Wissing sieht Fortschritte beim autonomen Fahren in Deutschland

Bundesverkehrsminister Volker Wissing (FDP) hat sich zuversichtlich im Hinblick auf eine verstärkte Teilnahme fahrerloser Autos am regulären Straßenverkehr in Deutschland geäußert.

Bundesverkehrsminister Volker Wissing (FDP) hat sich zuversichtlich im Hinblick auf eine verstärkte Teilnahme fahrerloser Autos am regulären Straßenverkehr in Deutschland geäußert. Man sehe schnelle Fortschritte, sagte Wissing den Zeitungen der Funke-Mediengruppe. Gleichzeitig will sich der FDP-Politiker für die rasche Erarbeitung eines internationalen Regulierungsrahmens einsetzen.

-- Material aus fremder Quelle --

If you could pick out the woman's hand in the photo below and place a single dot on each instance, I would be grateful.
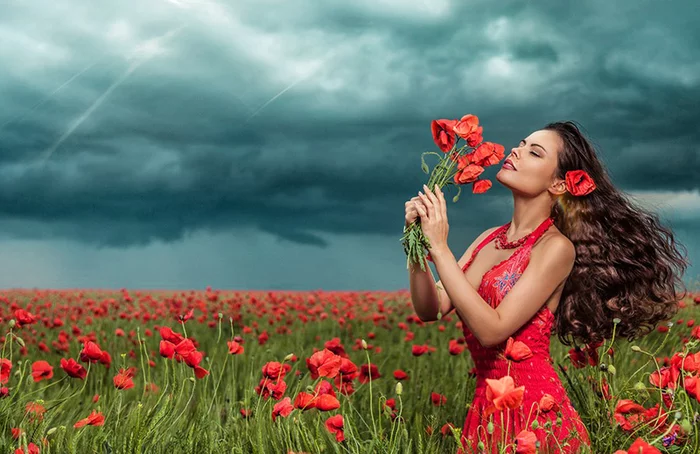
(433, 217)
(411, 210)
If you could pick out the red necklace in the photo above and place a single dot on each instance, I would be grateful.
(503, 243)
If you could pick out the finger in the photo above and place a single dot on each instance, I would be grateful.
(428, 204)
(421, 212)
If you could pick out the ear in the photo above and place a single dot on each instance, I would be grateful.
(558, 187)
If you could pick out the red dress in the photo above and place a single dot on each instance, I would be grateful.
(537, 373)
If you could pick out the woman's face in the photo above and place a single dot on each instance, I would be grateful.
(535, 162)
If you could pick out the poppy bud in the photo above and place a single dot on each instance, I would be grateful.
(686, 426)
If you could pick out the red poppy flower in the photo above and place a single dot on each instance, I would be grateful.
(41, 370)
(503, 394)
(73, 369)
(334, 424)
(468, 129)
(525, 442)
(304, 401)
(579, 183)
(324, 363)
(5, 369)
(418, 350)
(235, 348)
(124, 378)
(326, 402)
(639, 447)
(443, 133)
(400, 375)
(438, 399)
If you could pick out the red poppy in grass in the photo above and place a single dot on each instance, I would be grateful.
(73, 368)
(400, 375)
(171, 336)
(275, 370)
(323, 387)
(235, 348)
(124, 378)
(418, 350)
(35, 410)
(91, 352)
(336, 347)
(282, 408)
(517, 350)
(446, 429)
(268, 388)
(503, 394)
(23, 318)
(185, 317)
(167, 349)
(664, 377)
(525, 442)
(348, 371)
(5, 369)
(304, 401)
(455, 347)
(334, 424)
(324, 363)
(41, 370)
(94, 419)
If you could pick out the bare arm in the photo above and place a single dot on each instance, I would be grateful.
(551, 261)
(430, 298)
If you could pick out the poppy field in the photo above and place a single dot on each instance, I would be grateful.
(213, 371)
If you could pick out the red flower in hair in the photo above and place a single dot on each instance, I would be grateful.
(578, 182)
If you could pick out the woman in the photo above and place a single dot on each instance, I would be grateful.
(576, 257)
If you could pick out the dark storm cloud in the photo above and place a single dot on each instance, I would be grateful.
(310, 118)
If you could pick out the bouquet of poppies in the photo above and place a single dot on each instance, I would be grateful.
(458, 165)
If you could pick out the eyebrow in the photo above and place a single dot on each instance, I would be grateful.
(534, 145)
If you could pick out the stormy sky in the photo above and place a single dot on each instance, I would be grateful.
(259, 144)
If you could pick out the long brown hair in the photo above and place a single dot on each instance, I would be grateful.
(627, 264)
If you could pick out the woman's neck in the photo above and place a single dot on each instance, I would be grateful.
(528, 214)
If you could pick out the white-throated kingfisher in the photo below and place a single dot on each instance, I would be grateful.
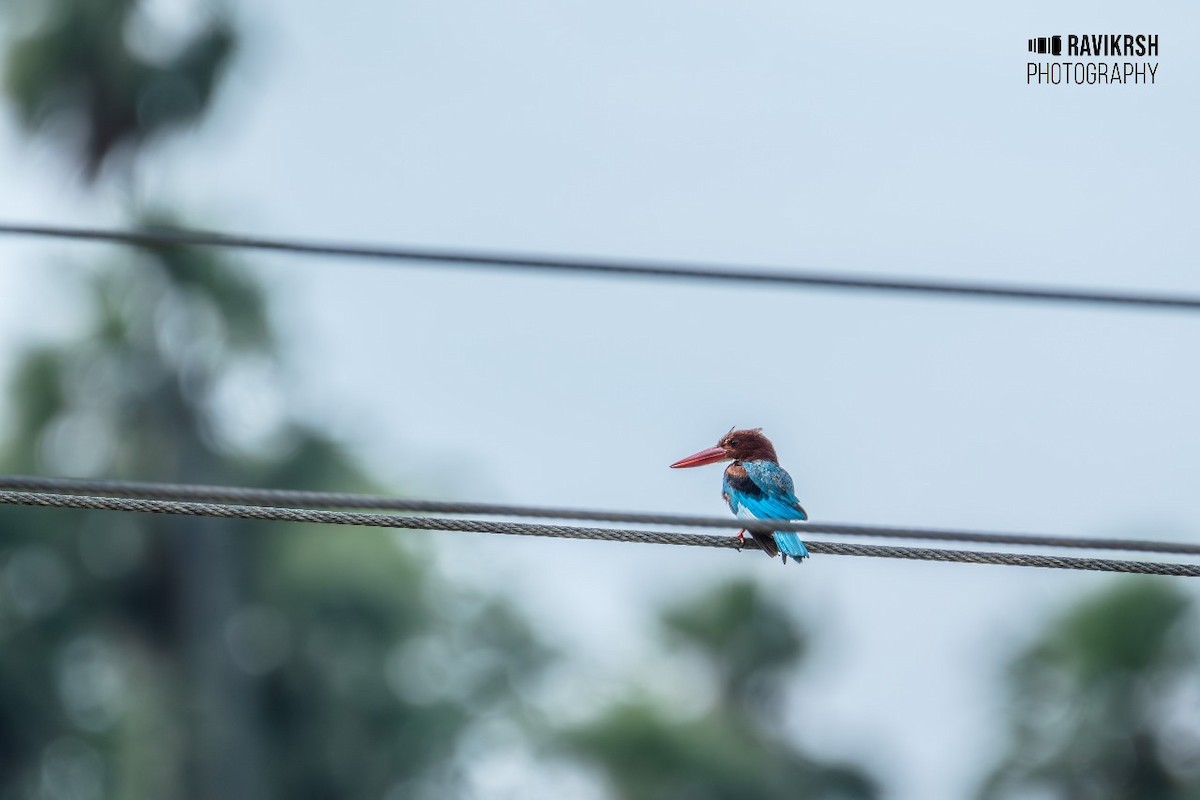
(756, 487)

„Wir kommen beim autonomen Fahren schnell voran. Als erstes Land überhaupt haben wir einen Rechtsrahmen für Level-4-Systeme geschaffen. Wir unterstützen und fördern innovative Projekte, insbesondere im ÖPNV“, so der FDP-Politiker, der in dieser Woche in den USA als Passagier in einem vollautonomen Fahrzeug fuhr.

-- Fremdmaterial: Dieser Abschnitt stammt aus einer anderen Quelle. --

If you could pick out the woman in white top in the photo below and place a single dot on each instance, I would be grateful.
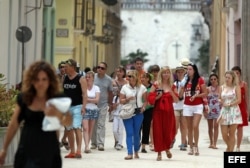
(178, 109)
(92, 111)
(230, 115)
(133, 92)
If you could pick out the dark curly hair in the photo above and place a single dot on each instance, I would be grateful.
(30, 76)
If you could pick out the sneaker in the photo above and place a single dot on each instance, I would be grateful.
(93, 146)
(101, 147)
(118, 147)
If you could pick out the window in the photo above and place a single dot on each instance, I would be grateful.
(79, 14)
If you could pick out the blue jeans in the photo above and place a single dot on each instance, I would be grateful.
(132, 128)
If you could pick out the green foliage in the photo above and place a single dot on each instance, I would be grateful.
(7, 101)
(129, 59)
(203, 57)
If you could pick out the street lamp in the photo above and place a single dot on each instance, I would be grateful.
(48, 3)
(197, 34)
(107, 36)
(90, 27)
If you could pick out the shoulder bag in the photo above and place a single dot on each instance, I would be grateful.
(127, 110)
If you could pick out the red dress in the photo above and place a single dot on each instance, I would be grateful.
(163, 121)
(243, 107)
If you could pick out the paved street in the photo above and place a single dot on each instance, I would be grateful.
(113, 158)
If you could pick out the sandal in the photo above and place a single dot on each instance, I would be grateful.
(191, 151)
(70, 155)
(65, 144)
(169, 154)
(196, 151)
(129, 157)
(87, 151)
(136, 156)
(158, 158)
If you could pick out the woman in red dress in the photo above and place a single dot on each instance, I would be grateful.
(162, 94)
(242, 105)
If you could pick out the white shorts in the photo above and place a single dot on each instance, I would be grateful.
(190, 110)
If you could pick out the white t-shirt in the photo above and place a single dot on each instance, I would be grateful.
(118, 108)
(92, 94)
(179, 104)
(128, 91)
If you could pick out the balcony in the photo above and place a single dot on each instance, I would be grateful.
(160, 6)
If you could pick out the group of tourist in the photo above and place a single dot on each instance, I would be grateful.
(165, 99)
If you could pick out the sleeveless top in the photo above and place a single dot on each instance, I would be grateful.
(72, 88)
(214, 105)
(230, 115)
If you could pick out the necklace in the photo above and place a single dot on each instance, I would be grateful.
(213, 89)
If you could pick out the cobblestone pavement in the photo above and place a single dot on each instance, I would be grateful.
(113, 158)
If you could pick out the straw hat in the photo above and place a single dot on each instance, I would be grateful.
(185, 62)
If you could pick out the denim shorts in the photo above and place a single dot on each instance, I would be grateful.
(91, 114)
(76, 113)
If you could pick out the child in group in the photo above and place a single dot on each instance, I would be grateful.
(118, 126)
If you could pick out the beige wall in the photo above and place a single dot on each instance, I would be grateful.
(12, 15)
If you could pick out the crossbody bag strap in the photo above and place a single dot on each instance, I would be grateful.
(136, 98)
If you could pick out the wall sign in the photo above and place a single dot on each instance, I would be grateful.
(62, 32)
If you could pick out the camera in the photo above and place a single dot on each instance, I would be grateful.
(159, 91)
(137, 110)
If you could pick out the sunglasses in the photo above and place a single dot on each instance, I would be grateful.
(102, 68)
(69, 62)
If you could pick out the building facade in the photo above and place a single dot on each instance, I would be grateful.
(89, 32)
(15, 55)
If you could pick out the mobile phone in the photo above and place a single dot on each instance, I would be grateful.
(159, 91)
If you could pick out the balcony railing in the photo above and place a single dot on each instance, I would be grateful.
(169, 5)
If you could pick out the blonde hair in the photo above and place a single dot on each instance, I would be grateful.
(235, 80)
(135, 74)
(171, 78)
(92, 73)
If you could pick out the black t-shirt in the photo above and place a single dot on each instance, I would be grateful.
(72, 88)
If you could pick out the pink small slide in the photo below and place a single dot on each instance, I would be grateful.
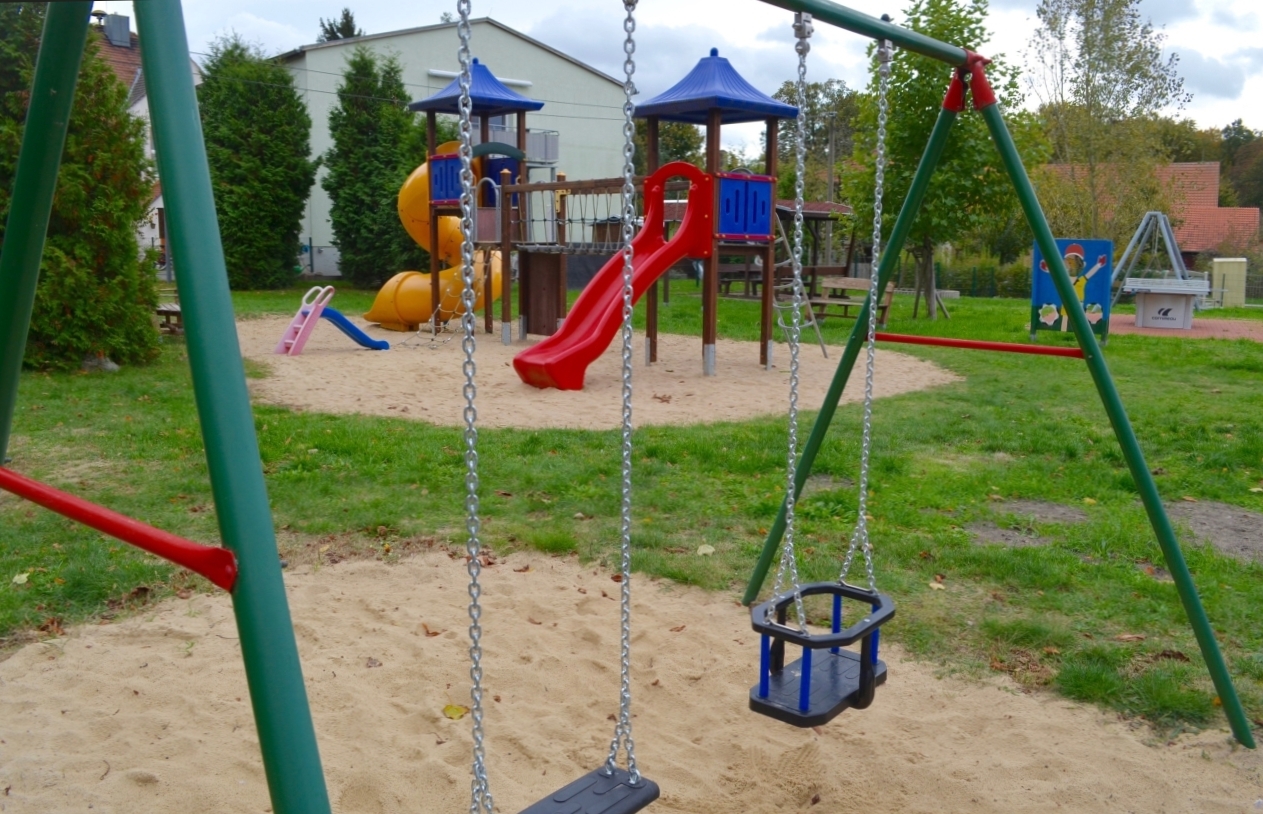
(305, 321)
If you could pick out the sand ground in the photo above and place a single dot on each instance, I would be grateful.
(152, 714)
(423, 382)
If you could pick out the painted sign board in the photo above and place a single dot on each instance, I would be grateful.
(1090, 264)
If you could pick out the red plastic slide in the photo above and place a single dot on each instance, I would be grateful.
(561, 360)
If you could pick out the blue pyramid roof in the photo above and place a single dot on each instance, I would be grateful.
(489, 95)
(714, 84)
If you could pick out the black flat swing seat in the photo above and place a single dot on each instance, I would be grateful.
(826, 680)
(599, 793)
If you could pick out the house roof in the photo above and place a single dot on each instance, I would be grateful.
(336, 43)
(714, 84)
(1208, 228)
(489, 96)
(123, 60)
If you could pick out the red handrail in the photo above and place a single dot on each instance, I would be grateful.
(215, 564)
(973, 344)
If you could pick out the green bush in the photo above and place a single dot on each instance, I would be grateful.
(258, 140)
(96, 291)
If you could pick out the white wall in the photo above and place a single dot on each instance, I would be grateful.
(582, 105)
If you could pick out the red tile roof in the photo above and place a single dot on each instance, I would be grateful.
(1208, 228)
(125, 62)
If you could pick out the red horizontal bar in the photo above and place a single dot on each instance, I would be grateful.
(215, 564)
(973, 344)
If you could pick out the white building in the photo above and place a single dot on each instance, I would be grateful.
(579, 132)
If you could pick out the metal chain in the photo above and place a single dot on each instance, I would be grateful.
(480, 791)
(623, 728)
(802, 29)
(860, 536)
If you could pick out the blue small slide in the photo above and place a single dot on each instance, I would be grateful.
(349, 328)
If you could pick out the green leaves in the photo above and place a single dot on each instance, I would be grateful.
(258, 143)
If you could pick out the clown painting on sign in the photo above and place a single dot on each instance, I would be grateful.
(1091, 285)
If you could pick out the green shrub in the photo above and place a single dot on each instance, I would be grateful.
(96, 291)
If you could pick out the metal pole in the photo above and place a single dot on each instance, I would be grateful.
(889, 259)
(1122, 425)
(873, 28)
(273, 671)
(43, 138)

Er verwies auf ein Pilotprojekt der Volkswagen-Tochter Moia in Hamburg. In der Hansestadt ist das Unternehmen bald mit fahrerlosen Fahrzeugen unterwegs ist. Dort werde man voraussichtlich bereits ab 2025 autonome Shuttles im öffentlichen Personenverkehr im Regelbetrieb sehen, kündigte Wissing an. Der Bundesverkehrsminister sagte zudem, er gehe auch davon aus, dass es mit mehr autonom fahrenden Autos auf den Straßen auch weniger Unfälle geben werde. Menschliches Versagen könne dann ausgeschlossen werden.

Wissing forderte darüber hinaus, an einem international einheitlichen Regulierungsrahmen zu arbeiten. Bei seiner Reise habe er deshalb auch vereinbart, dass Deutschland und die USA in dieser Sache gemeinsam tätig werden. „Wir tauschen uns auch mit unseren europäischen und außereuropäischen Partnern eng aus, um das autonome Fahren möglichst mit einem einheitlichen Rechtsrahmen voranzutreiben“, erklärte er. Gemeinsame Regeln seien wichtig für den Verkehr und Handel über Grenzen hinweg. Und sie seien auch wichtig für die deutsche Automobilindustrie, die Fahrzeuge ja international verkaufen wolle.

Fußgängervertreter äußerten mit Blick auf möglicherweise bald vollautonom fahrende Autos in Deutschland auch Bedenken. Zuletzt hatte ein Unfall in den USA für Turbulenzen gesorgt. In Deutschland war es IT-Experten der TU Berlin erst im Dezember gelungen, den Autopiloten von Tesla zu knacken. „Zielt der Algorithmus vor allem auf schnelle Fahrt ab, dann sind autonome Autos eine Gefahr für die Menschen zu Fuß. Der Drang nach Tempo ist in der Branche stark“, sagte einer der Bundesvorsitzenden des Fußgängerverbands FUSS e.V., Roland Stimpel, den Zeitungen. Werde so programmiert, dann drohe beim autonomen Fahren eine noch viel größere Software-Katastrophe als bei den Abgas-Betrügereien vor einigen Jahren. Stimpel forderte, dass Hersteller für „alles haften, was gefahrenträchtige Programmierung anrichten kann.“

Flächendeckend ohne Fahrer dürfen Autos auf deutschen Straßen noch nicht unterwegs sein. Deutschland gilt aber regulatorisch gesehen als Vorreiter. Bereits im Mai 2021 hatten Bundestag und Bundesrat einem Gesetz zugestimmt, nach dem vollständig autonome Fahrzeuge in Deutschland grundsätzlich am öffentlichen Straßenverkehr teilnehmen können. Der deutsche Autohersteller Mercedes-Benz forderte den Staat auf, weiter am hiesigen Regulierungsrahmen zu arbeiten. „Wir haben eine spezielle Außenbeleuchtung entwickelt, um anderen Fahrern zu signalisieren, dass ein Mercedes automatisiert fährt. Das würde im Verkehr enorm helfen. Doch diese Beleuchtung wäre aktuell nicht zulässig“, sagte Markus Schäfer, Vorstandsmitglied der Mercedes-Benz Group AG. Deswegen wäre es sinnvoll, wenn die Gesetzgeber nachbessern und unterstützen würden.